As the June quarterly rent day looms, the government has announced it is set to publish a new code of practice to support high street landlords and tenants. The code is said to be designed to provide “clarity and reassurance” over rent payments by encouraging “fair and transparent” discussions between landlords and tenants. It also aims to provide guidance on rent arrear payments and treatment of “sub-letters” (which we assume means sub-tenants) and suppliers. This code will add to the package of protective measures introduced by the government for tenants in the commercial sector who failed to pay the March quarter’s rent, including the moratorium on forfeiture, the stay of possession proceedings, the limitations on the use of Commercial Rent Arrears Recovery and the restrictions on statutory demands and winding up petitions. Initially the code will be introduced on a temporary basis. The government has indicated they may look to make it mandatory if considered necessary.
The government has set up a working group with representatives from the commercial rental sector for the purpose of publishing the code before the June quarter day (i.e. 24 June). The timing of this is perhaps not coincidental as the pressure on the high street is likely to be even more acute at present and the government has already indicated that the lockdown will be eased on 15 June to allow non-essential shops to re-open, so introducing the code now will assist retailers to re-open their stores by giving them more certainty in their dealings with their landlords. The March quarter day fell just as the lockdown was introduced. Most tenants would already have set aside payment or at least had the benefit of trading during the December quarter. Although it is understandable that a tenant might have wanted to preserve cash to tide them through the lockdown it is hard to see that the lockdown could itself have caused an inability to make payment of the March quarter’s rent. This will not be the case in June. Retailers and hospitality operators forced to close their premises and unable to trade remotely will have received little or no revenue during the period from March to June, and many will genuinely not be able to pay the June quarter’s rent, let alone both the June and the outstanding March quarter’s rent.

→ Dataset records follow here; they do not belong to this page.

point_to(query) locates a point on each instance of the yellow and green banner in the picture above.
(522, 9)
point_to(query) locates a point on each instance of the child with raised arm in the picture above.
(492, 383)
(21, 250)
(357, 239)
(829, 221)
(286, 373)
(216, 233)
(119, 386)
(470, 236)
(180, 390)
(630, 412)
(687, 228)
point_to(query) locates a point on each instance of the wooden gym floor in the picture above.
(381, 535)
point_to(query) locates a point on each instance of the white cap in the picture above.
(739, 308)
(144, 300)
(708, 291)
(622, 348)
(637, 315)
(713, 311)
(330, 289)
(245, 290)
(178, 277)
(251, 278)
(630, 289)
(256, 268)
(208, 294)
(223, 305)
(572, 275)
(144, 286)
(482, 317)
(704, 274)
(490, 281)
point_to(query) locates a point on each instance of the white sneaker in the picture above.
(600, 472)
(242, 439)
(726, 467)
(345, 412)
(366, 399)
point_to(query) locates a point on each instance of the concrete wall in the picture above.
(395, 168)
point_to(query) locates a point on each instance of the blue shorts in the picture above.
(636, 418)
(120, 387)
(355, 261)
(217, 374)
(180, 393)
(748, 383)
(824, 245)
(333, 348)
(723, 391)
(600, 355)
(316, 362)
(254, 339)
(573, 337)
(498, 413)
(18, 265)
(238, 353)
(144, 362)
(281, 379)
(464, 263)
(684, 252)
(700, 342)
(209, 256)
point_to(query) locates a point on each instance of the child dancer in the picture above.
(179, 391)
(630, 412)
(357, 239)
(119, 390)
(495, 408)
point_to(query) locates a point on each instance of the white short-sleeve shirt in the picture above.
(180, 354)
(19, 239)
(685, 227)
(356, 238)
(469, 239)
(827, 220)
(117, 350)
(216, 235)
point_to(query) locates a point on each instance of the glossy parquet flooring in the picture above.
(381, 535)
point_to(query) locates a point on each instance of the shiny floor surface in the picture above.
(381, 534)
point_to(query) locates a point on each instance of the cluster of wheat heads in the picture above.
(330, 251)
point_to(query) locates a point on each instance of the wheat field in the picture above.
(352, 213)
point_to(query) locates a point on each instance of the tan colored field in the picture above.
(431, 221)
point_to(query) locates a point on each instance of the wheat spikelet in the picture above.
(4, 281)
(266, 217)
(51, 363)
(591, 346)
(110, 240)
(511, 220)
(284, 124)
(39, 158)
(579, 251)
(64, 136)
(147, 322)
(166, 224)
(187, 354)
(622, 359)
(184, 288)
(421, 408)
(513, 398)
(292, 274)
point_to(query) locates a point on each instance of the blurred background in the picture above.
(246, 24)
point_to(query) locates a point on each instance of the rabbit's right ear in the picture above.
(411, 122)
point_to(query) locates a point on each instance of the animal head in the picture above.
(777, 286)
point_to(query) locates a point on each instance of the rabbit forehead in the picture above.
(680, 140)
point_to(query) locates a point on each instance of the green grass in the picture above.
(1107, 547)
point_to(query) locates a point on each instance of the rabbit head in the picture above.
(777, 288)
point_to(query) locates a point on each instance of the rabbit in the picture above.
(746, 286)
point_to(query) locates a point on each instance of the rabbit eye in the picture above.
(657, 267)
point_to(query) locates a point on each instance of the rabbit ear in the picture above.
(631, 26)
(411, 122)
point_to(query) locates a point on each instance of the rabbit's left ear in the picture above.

In such circumstances, it might be tempting for landlords to look to the remedies that remain available (such as debt claims, claims against guarantors or previous tenants) however it is likely such action may simply invite further regulation from the government and unless the remedy lies against a financially robust third party there may be little chance of recovery in any event.
The majority of landlords have not been indifferent to the impact of the coronavirus crisis on their tenants and have been proactively working to find ways to restructure their rent payments to assist in the short to long term including agreeing to rent holidays, rent reductions and rent deferments. However, if landlords are being asked, or required, to exercise even more restraint then they must also be offered protection from enforcement action by lenders if they are not able to service debt due to tenants defaulting. Equally tenants need to recognise landlords have been impacted by the coronavirus too and think carefully about the concessions they are requesting and what consideration they can provide through re-gearing or collateral deals. The government’s measures to date have focused on protecting tenants and occupiers, so it is to be hoped that the code will strike a fair balance between the separate interests of landlord and tenants.We will wait with interest for the publication of the new code of practice to fully understand how it will work in practice.